There are countless scenarios that we need to exchange data between different systems, implemented in different languages and technologies. Even in the same system, when implementing data exchange between the backend and the frontend we face the need to convert the language data types to another format and then do the oposite when the data arrives in the other side of the wire.
A very simple and flexible format that seems to fit most of our needs is
the JavaScript Object Notation, or simple json
. It is very hard to
find a programming language these days that does not support it, even
the low level ones, like C, C++, etc.
Json is enough when we need to exchange data types like integers,
doubles, strings, lists and hash tables. The problem starts when we need
to exchange a complex data type. And it's the exact aim of this
document: providing an API to extend the json
library to make it easy
to register new serializers and new deserializers.

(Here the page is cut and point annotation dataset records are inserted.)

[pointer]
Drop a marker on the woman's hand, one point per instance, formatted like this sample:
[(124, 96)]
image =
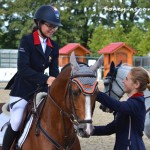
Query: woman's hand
[(50, 81)]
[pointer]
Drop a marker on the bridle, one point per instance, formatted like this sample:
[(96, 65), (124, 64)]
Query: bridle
[(72, 115)]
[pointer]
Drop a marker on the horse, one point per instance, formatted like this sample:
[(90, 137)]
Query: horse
[(67, 110), (113, 86)]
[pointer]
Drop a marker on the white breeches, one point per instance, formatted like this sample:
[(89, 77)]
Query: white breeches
[(16, 113)]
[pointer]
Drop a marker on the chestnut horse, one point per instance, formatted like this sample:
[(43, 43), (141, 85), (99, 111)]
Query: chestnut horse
[(67, 110)]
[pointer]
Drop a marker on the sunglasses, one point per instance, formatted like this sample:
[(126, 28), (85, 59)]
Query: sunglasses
[(50, 26)]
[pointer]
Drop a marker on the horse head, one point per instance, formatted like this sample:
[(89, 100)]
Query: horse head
[(113, 85), (83, 91)]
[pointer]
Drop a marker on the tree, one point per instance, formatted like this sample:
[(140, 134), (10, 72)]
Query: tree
[(103, 36)]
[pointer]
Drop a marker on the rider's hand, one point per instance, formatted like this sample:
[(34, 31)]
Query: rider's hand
[(50, 81)]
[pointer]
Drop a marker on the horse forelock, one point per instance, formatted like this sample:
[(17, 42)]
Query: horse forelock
[(122, 72)]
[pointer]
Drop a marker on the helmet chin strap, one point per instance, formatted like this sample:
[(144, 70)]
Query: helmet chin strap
[(42, 33), (39, 27)]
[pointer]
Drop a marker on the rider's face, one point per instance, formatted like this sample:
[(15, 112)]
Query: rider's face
[(48, 29)]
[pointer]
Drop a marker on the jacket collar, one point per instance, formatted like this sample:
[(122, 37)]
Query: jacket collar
[(137, 95), (37, 40)]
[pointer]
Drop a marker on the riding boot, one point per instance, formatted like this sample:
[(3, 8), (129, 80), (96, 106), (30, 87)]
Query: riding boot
[(9, 138)]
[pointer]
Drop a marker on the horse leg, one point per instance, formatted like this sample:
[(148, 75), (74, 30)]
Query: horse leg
[(76, 145)]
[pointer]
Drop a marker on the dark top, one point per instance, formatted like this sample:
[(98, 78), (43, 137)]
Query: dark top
[(133, 107), (32, 62)]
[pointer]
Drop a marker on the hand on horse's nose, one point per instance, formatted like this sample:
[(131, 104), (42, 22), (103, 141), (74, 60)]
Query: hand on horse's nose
[(50, 81)]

Before talking about how to serialize or deserialize a data type, it is
important to know how we identify the type of a complex python
object. Let's start with the basic ones. The number 1
is just an
instance of the built-in class int
. The literal "stuff"
is
translated to something like str("stuff")
and is an instance of the
str
class. Lists and dictionaries are the same:
mylist = [1, 2, 3]
isinstance(mylist, list) # Yeah, it's an instance of the list class
mydict = {"a": 1, "b": 2}
isinstance(mydict, dict) # Also, it's an instance of the dict class
But what about a home made class? Like this this one:
class A(object):
def __init__(self):
self.myint = 42
self.mystr = "nothing special"
self.mylist = [self.myint, self.mystr]
As we know, python classes are also python types. So, if you create
a new instance of A()
, let's say, like this: a = A()
. You can say
that the type of the a
variable is A
, just like the type of 1
is
int
. In other words, the built-in function isinstance()
will tell
you if an instance type is equals to a given type/class.
So, the json
module knows how to deal with these built-in types, but
it does not understand the complex types. Have you tried to dump a
datetime.datetime
instance with the json
library? Here's what you
get:
Traceback (most recent call last):
File "<stdin>", line 1, in <module>
(...)
File ".../encoder.py"
raise TypeError(repr(o) + " is not JSON serializable")
TypeError: datetime.datetime(2012, 8, 22, 12, 19, 12, 577078) is not JSON serializable
It happens because the json
library doesn't know how to deal with
these objects. A simple fix would be doing something like this:
>>> import json
>>> def converter(val):
... if isinstance(val, datetime):
... return val.isoformat()
... raise TypeError
...
>>> date = datetime(2012, 8, 22, 12, 23)
>>> json.dumps({'a': 'b', 'b': date}, default=converter)
'{"a": "b", "b": "2012-08-22T12:23:00"}'
Instead of creating a module with all the types that you are willing to support in your system, this spec suggests the introduction of an API that register types and their handlers.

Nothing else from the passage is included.